J’ai donc accepté de l’accompagner voir ce duo piano et saxophone – deux instruments au son familier dont on peut espérer n’avoir rien à craindre. Le soir convenu, j’ai soigné mon allure, histoire d’avoir l’air, dans la mesure de mes moyens, à la fois décontracté et séduisant.

On s’est retrouvés un peu avant pour boire un verre. Elle était belle, si belle, enthousiaste à l’idée de la soirée musicale à venir, peut-être même enthousiaste à l’idée de la passer avec moi, qui sait ? Je n’avais pas confessé mon manque de goût pour le jazz, seulement mon ignorance – ce qui n’était d’ailleurs pas un mensonge. Et puis, après tout, j’allais peut-être avoir une révélation musicale. Coralie éprouvait visiblement, en plus de la joie du concert, l’exaltation d’une missionnaire devant un futur converti.

La salle était petite et les chaises en plastique dur, mais bon, les places n’étaient pas chères, le club était géré par une association sans grands moyens et ce n’était pas un peu d’inconfort qui allait me gâcher ce presque tête-à-tête avec Coralie.

***

C’est donc confiant en l’avenir, en moi-même et en cette soirée que je m’installe, en essayant de ne pas renverser ma chaise tout en casant mes trop grandes jambes sans me disloquer une rotule.

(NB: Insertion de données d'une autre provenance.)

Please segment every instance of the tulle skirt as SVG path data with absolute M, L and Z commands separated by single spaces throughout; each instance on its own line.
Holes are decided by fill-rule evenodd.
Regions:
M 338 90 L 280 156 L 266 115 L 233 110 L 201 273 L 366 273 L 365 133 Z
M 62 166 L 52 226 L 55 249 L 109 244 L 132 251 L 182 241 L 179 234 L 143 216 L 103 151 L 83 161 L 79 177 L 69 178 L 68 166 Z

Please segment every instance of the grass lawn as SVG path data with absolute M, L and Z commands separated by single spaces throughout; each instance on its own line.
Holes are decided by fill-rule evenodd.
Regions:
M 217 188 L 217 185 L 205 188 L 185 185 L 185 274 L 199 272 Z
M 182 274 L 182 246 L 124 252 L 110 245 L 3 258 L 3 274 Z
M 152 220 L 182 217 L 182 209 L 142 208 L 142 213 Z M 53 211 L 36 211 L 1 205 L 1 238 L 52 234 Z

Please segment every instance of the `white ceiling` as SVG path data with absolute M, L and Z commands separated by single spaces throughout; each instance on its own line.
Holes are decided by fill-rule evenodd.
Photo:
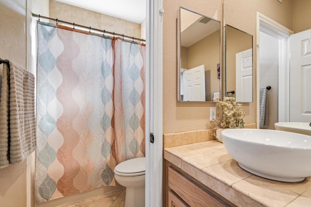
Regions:
M 140 24 L 146 17 L 146 0 L 55 0 Z

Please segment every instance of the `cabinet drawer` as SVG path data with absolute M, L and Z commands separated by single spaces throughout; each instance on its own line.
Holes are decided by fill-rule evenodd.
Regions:
M 169 191 L 169 207 L 189 207 L 172 191 Z
M 183 172 L 172 166 L 168 171 L 169 187 L 190 207 L 231 206 L 221 196 L 204 188 Z

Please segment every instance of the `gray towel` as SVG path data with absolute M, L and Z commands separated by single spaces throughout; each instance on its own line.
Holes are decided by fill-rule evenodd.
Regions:
M 9 68 L 6 64 L 3 64 L 0 68 L 0 75 L 2 77 L 1 97 L 0 97 L 0 168 L 9 166 L 9 113 L 10 100 L 10 80 Z
M 35 149 L 35 77 L 10 62 L 10 162 L 22 162 Z
M 268 90 L 265 88 L 259 90 L 259 127 L 267 128 L 269 116 L 268 114 Z

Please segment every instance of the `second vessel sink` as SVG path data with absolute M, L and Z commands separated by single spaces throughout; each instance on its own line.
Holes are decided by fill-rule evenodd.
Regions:
M 311 137 L 269 129 L 222 132 L 228 153 L 244 170 L 266 178 L 298 182 L 311 176 Z
M 310 123 L 307 122 L 278 122 L 274 124 L 276 129 L 311 136 Z

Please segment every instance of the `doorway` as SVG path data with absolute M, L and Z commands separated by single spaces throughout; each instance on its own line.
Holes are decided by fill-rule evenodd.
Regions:
M 290 35 L 293 31 L 257 13 L 257 128 L 259 127 L 259 89 L 267 91 L 268 129 L 289 121 Z M 268 88 L 269 88 L 269 87 Z

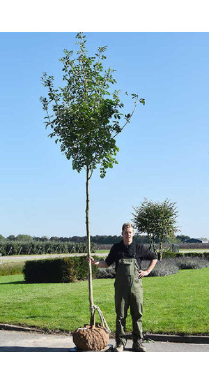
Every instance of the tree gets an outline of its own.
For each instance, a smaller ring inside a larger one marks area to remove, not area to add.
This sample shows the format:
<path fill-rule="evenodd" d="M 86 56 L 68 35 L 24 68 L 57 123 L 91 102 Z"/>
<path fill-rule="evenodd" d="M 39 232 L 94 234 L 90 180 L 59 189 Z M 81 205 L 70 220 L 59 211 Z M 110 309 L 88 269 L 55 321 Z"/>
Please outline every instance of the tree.
<path fill-rule="evenodd" d="M 55 142 L 61 145 L 61 151 L 72 161 L 72 169 L 86 171 L 86 227 L 87 253 L 90 256 L 89 181 L 93 170 L 100 165 L 100 177 L 104 177 L 107 168 L 117 163 L 115 156 L 118 152 L 116 136 L 122 131 L 134 113 L 138 96 L 132 94 L 134 108 L 131 114 L 123 115 L 124 105 L 120 101 L 119 91 L 110 92 L 109 86 L 116 83 L 110 68 L 105 70 L 102 62 L 107 47 L 99 47 L 95 57 L 88 57 L 86 36 L 76 36 L 79 48 L 73 58 L 73 51 L 64 50 L 60 59 L 63 64 L 65 85 L 55 89 L 54 77 L 46 73 L 41 77 L 48 89 L 47 97 L 41 97 L 46 112 L 46 128 L 52 132 Z M 139 102 L 144 104 L 144 99 Z M 123 125 L 120 120 L 123 117 Z M 91 311 L 90 324 L 95 322 L 92 290 L 91 264 L 88 263 L 88 288 Z"/>
<path fill-rule="evenodd" d="M 134 208 L 133 223 L 138 233 L 147 233 L 148 242 L 157 254 L 156 239 L 159 242 L 160 260 L 162 258 L 162 243 L 166 237 L 174 236 L 177 209 L 176 202 L 166 199 L 162 202 L 153 202 L 144 199 L 141 205 Z"/>

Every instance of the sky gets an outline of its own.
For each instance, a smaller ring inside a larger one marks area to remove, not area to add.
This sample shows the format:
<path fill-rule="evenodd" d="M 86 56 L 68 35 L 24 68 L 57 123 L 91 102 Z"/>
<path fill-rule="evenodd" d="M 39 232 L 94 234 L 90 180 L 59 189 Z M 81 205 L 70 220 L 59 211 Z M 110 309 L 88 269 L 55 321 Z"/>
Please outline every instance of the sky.
<path fill-rule="evenodd" d="M 85 172 L 48 137 L 40 101 L 44 71 L 63 85 L 59 59 L 79 30 L 17 30 L 0 33 L 0 234 L 84 236 Z M 124 112 L 125 91 L 146 100 L 117 136 L 118 164 L 91 179 L 91 235 L 121 235 L 146 198 L 176 202 L 176 235 L 209 238 L 208 33 L 83 31 L 90 55 L 107 45 Z"/>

Le public est manifestement connaisseur, quasi professionnel, même : un mélange de retraités style profs de fac de 68 et de jeunes intellos terriblement sérieux dont la conversation fourmille de références musicologiques. On dirait un congrès scientifique. Il y a aussi quelques innocents dans mon genre, arrivés là par hasard ou par amour.

Sur la scène, qui semble énorme par rapport à la salle, un piano à queue fait face au pupitre du saxophoniste. Au bout de dix minutes, les musiciens entrent enfin ; ils arborent une mine inspirée qui ne me rassure pas. Mais le visage de Coralie s’illumine et je me tais.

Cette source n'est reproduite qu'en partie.